Keesokan paginya, sepasang suami istri berjalan di hutan yang berjarak sekitar satu mil dari rumah Megumi. Mereka melihat banyak darah yang berceceran di sepanjang jalan yang tidak terpakai. Karena penasaran, mereka memutuskan untuk mengikutinya, hingga mereka menemukan mayat Megumi. Di tubuhnya terdapat banyak luka tusukan seolah-olah dia telah tertusuk ranting-ranting pohon. Pasangan itu menelepon polisi.

Setelah penyelidikan, polisi menemukan sebuah kartu remi, yang dimasukkan ke dalam mulut Megumi. Kartu itu adalah Jack of Spades, yang terdapat kata "Alice" di bagian atasnya. Tidak ada sidik jari atau DNA apa pun yang ditemukan. Di tempat kejadian juga ada muntah, tetapi wanita dari pasangan itu mengaku bahwa itu adalah muntahnya sendiri.

Yamane Akio

Yamane Akio adalah seorang vokalis di sebuah band yang bermain di beberapa bar dan komunitas. Teman-temannya menggambarkan dirinya sebagai pria yang baik hati dan dia tidak pernah menaikkan suaranya di luar panggung. Setelah kematiannya, band tersebut berantakan, karena tidak pernah mendapatkan vokalis baru.

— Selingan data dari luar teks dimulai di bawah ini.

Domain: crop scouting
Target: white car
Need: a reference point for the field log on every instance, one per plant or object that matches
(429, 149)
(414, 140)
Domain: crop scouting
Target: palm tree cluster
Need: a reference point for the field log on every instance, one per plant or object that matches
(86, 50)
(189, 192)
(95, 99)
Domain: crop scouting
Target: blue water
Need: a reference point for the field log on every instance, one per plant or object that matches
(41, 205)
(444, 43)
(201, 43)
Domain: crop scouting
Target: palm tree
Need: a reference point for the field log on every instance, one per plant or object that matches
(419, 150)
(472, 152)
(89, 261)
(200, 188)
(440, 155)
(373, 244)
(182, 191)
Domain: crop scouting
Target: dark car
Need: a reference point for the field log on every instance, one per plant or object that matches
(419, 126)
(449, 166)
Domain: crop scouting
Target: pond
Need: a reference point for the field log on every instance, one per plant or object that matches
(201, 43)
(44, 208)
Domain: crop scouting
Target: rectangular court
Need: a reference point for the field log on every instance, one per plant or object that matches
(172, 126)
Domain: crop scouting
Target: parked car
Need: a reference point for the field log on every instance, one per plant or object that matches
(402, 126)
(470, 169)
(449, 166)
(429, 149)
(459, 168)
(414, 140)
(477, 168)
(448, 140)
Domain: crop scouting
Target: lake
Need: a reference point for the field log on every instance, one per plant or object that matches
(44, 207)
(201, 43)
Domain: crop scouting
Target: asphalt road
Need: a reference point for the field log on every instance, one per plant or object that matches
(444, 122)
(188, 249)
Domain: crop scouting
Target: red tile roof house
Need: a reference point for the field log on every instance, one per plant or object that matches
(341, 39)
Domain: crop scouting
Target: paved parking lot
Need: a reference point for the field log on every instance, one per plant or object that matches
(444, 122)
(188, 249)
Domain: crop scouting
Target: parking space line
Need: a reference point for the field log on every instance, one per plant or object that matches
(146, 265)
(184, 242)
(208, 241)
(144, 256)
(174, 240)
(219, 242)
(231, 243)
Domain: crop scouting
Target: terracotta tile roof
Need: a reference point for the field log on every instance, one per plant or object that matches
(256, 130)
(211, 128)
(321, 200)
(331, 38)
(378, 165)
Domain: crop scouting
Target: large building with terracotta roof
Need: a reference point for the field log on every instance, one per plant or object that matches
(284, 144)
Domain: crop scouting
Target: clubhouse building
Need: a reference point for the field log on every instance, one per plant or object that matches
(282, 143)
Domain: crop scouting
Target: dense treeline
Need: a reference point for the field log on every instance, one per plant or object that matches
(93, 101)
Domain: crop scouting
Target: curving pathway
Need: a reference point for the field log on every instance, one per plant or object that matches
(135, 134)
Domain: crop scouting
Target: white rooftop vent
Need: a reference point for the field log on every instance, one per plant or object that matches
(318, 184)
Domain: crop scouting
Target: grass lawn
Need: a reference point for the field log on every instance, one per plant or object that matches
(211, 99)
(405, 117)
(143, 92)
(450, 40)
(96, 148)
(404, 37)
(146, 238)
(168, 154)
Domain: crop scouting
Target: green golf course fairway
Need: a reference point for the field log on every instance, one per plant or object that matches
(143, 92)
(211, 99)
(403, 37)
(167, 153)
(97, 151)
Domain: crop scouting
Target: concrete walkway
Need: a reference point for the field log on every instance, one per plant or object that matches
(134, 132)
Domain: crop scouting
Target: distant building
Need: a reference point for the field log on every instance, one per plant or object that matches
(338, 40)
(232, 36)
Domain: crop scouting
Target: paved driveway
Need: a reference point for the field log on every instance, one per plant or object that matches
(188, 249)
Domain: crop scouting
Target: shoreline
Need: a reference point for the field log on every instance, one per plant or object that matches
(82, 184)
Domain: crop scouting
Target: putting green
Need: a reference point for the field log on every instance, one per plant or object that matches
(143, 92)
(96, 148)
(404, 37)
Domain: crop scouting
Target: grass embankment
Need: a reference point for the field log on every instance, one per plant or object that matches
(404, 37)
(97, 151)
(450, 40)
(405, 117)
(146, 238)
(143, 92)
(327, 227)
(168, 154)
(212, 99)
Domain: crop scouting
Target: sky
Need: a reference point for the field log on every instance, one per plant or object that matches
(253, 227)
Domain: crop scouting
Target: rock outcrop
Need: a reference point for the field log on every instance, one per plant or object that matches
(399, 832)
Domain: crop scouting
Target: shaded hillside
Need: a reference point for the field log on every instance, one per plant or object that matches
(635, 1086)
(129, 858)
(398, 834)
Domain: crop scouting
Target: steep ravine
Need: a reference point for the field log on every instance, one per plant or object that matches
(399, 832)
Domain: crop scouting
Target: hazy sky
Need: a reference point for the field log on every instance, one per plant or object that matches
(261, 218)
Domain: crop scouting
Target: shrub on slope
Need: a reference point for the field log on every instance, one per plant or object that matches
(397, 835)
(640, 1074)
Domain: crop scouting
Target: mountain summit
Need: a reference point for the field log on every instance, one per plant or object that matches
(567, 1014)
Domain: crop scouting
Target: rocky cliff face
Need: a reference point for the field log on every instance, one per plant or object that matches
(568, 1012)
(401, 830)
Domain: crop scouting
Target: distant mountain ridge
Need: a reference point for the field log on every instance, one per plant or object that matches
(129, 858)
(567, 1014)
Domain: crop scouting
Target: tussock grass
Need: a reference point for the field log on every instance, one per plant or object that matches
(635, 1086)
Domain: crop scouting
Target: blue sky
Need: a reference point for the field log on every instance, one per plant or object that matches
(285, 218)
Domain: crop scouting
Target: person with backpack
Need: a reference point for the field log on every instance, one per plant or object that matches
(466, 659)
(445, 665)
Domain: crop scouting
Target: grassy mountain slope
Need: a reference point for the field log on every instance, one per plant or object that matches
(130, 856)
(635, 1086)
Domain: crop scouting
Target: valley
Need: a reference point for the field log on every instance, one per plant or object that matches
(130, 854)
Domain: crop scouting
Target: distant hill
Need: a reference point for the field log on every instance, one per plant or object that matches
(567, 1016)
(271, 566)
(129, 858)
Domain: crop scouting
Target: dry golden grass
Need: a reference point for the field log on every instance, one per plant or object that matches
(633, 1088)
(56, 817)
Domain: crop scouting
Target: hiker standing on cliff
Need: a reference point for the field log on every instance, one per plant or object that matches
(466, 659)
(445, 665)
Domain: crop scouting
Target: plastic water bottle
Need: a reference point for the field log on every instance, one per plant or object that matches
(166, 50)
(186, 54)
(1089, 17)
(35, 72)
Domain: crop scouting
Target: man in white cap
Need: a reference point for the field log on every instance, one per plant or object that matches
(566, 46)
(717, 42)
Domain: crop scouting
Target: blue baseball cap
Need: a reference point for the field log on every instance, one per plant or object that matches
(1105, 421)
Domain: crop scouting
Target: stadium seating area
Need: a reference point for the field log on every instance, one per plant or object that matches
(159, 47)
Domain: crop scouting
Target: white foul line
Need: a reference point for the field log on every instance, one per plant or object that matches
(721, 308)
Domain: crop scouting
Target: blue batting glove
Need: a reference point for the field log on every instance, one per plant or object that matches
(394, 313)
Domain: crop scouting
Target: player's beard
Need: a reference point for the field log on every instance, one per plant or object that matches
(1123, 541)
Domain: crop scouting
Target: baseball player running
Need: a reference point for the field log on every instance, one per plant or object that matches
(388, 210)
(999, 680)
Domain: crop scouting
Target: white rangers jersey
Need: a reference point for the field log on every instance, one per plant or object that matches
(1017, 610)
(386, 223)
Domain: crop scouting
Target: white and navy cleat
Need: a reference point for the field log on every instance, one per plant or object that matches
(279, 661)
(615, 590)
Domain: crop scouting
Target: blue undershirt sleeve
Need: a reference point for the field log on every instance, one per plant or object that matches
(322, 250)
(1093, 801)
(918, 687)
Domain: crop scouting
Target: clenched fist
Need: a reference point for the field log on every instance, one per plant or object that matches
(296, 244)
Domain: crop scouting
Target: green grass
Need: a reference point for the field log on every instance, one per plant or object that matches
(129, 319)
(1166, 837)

Akio diculik di apartemennya pada tanggal 11 Februari 2001. Teman-teman bandnya adalah orang terakhir yang melihat dia masih hidup, karena mereka berlatih dengannya pada hari sebelumnya. Malam itu, kekasihnya datang mengunjunginya, dan dia terkejut karena tidak ada siapa pun di rumah Akio. Dalam hitungan hari, laporan orang hilang diajukan, dan pencarian Akio dimulai.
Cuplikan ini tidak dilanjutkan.